Is this lack of direction a curse of my generation? Is it the arrogance borne out of luxury, or even affordability? In my grand parents' times, they could not afford to not study, or subsequently, not work. Thought about such a choice was un affordable. Today, I can choose to sit idle for my lifetime and still have enough wealth left over to last my progeny (born out of a moment i choose not to be idle!). Sometimes, I feel vaguely guilty for not having the purpose in life, and even mildly envious of them that had a purpose. Like something precious has been stolen away from me, to which I am constantly drawn, looking, searching, frantic and desperate - purpose; like the Gollum is drawn to the power of the ring after he lost it. And I didn't know I had it until I realized I didn't have it anymore. Of course, naive logicians here may wonder, how then do I know I 'lost' it. I really can't answer them. I just will not care to. I just know. I feel the grief, almost as if I was present to watch it being torn away from my soul, like in a dramatic Indian film where the child is forcefully separated from parent.

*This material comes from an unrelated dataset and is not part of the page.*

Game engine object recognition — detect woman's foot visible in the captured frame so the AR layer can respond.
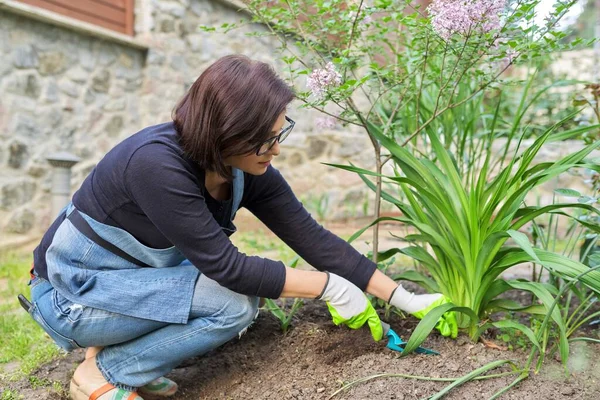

I just might like to know here who is the parent and who the child. Does purpose guide us, or do we construct our purpose? For one thing, without purpose, I see no joy in existance. If we are master of our purpose, there is some hope that I will one day stumble upon my purpose. If it is purpose that guides us from the day we are born (or atleast become independent entities) to the day we die, then well, I have lost the game before I even knew the rules. So, is there an asylum somewhere for introspective gentlemen searching for purpose? I want the address.

There is a constant turbulence, a heaving and churning of the mind, as it lashes itself against the shores, the boundaries where the I ends and the rest of the world begins. And wave upon wave that the mind brings forth throws new flotsam on the shores. Memories, half buried in the sands. Like fragments of broken green glass, like the fading memory of a well spent afternoon; or like a ravaged slipper, separated from its pair, a materialistic anchor to the little life consumed by the waves, half in accusation, half in mockery, at the rest of the world for having pushed a soul to this watery end. And the flotsam on the waters' edge just keep growing. Oh these sands were once clean, pristine white. Not now, regrets, shame, an occasional smile or tear, and yet curiously nothing of substance, of value, of wealth. My past looks as boring as my present and my future. Just a timeless grey line that stretches from horizon to horizon against a background of never ending white.